In the present embodiment, the case where the gap 141 is provided between the projection 140 and the front wall 100a of the lower container 100 has been described, but the projection 140 may be provided so as to abut against the front wall 100a of the lower container 100 without the user applying force to the heat insulation door 110, or a member having cushioning property may be provided in the gap 141. When the buffer member is provided in the gap 141, the door opening force required to open the heat insulation door 110 can be greatly reduced, and the impact when the projection 140 comes into contact with the front wall 100a of the lower container 100 can be alleviated.

Claims (6)

1. A refrigerator, the refrigerator comprising:

a refrigerator main body provided with a storage chamber having a front opening inside;

a push-pull door for closing a front surface opening of the storage chamber;

a container support fixed to the storage chamber side of the door;

an inner box rail fixed to the storage chamber and supporting the container support body so as to be slidable in a front-rear direction; and

a storage container supported by the container support body and stored in the storage chamber so as to be capable of being pulled out together with the door,

it is characterized in that the method comprises the steps of,

the door is provided with:

a grip portion disposed above a position where the container support is fixed; and

a protrusion provided below a position where the container support is fixed and protruding from the storage chamber side of the door toward the front wall of the storage container,

the refrigerator is provided with: a sealing member provided between the refrigerator main body and the door and sealing between the front surface opening of the storage chamber and the door; and a gap formed between the protrusion and a front wall of the receiving container,

when the front surface opening is closed by the door and the grip is pulled forward, the upper portion of the door moves forward, the lower portion of the door moves rearward, and the projection contacts the front wall of the container.

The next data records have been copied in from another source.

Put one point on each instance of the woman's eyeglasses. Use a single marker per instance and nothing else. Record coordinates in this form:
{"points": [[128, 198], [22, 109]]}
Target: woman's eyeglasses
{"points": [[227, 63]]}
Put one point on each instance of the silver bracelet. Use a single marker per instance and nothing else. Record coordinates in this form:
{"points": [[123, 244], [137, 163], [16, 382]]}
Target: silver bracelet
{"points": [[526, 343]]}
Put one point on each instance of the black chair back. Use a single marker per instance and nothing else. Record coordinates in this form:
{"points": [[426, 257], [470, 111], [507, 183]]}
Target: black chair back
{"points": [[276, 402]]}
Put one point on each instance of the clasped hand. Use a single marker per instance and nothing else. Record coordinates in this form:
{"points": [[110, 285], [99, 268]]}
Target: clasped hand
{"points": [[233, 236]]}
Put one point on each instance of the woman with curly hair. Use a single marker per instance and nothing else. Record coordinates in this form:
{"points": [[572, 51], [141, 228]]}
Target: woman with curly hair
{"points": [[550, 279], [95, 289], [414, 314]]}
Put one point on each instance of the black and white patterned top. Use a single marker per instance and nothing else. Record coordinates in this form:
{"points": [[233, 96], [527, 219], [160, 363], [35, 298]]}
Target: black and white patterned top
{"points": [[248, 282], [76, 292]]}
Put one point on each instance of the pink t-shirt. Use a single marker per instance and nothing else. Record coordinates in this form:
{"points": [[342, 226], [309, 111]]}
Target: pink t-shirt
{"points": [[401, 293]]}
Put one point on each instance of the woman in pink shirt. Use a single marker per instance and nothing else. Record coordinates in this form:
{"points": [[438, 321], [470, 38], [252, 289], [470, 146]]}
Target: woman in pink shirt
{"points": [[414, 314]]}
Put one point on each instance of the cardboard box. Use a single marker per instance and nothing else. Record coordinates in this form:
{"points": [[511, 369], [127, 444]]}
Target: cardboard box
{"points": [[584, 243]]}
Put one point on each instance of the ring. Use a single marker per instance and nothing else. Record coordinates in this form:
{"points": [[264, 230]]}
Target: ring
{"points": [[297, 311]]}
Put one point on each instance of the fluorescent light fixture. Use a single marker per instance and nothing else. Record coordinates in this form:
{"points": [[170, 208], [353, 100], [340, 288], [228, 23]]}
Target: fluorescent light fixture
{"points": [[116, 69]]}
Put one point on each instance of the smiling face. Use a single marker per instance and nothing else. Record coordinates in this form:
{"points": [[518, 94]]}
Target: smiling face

2. The refrigerator according to claim 1, wherein,

the container support is fixed at a position lower than the central part of the door in the vertical direction.

3. The refrigerator according to claim 1 or 2, wherein,

the upper side of the protrusion is provided with: an inclined surface inclined downward toward the rear side.

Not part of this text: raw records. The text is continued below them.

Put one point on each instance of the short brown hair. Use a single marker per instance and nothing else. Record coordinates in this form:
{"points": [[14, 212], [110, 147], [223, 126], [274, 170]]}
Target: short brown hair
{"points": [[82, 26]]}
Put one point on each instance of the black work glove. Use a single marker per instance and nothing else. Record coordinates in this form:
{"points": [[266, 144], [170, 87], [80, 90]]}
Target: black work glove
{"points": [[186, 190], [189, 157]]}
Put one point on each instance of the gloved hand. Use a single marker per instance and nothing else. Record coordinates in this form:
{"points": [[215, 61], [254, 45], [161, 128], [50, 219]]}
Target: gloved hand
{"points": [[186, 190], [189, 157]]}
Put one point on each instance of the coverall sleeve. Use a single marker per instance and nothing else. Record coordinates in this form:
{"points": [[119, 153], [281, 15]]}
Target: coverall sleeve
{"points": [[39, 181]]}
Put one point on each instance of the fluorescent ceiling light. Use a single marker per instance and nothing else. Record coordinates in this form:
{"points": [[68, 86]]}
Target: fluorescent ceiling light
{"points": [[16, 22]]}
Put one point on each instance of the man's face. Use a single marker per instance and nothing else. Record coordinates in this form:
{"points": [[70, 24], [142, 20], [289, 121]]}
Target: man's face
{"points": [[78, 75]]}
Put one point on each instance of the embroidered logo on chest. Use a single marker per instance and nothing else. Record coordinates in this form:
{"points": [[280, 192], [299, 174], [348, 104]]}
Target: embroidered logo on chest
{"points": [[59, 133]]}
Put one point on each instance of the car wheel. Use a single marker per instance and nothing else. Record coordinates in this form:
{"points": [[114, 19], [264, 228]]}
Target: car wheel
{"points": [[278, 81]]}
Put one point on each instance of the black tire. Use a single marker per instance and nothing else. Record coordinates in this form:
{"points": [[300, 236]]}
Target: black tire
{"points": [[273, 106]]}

4. A refrigerator according to any one of claims 1 to 3, wherein,

the storage room is sequentially provided with an upper container, a middle container and a lower container from the upper part,

the lower container is the storage container which is provided with the largest size in the up-down direction and is supported by the container support body,

the upper container is larger than the middle container in the up-down direction and is supported on the inner wall of the storage chamber.

5. The refrigerator according to any one of claims 1 to 4, wherein,

the storage room is sequentially provided with an upper container, a middle container and a lower container from the upper part,

the lower container is the storage container which is provided with the largest size in the up-down direction and is supported by the container support body,

the upper container and the upper end of the front wall of at least one of the middle container are provided with: and a flange portion inclined downward as going forward.

6. The refrigerator according to claim 5, wherein,

the door is provided with a heat insulating material arranged inside,

the thickness of the heat insulating material in front of the flange portion is greater than the thickness of the heat insulating material in front of the lower container.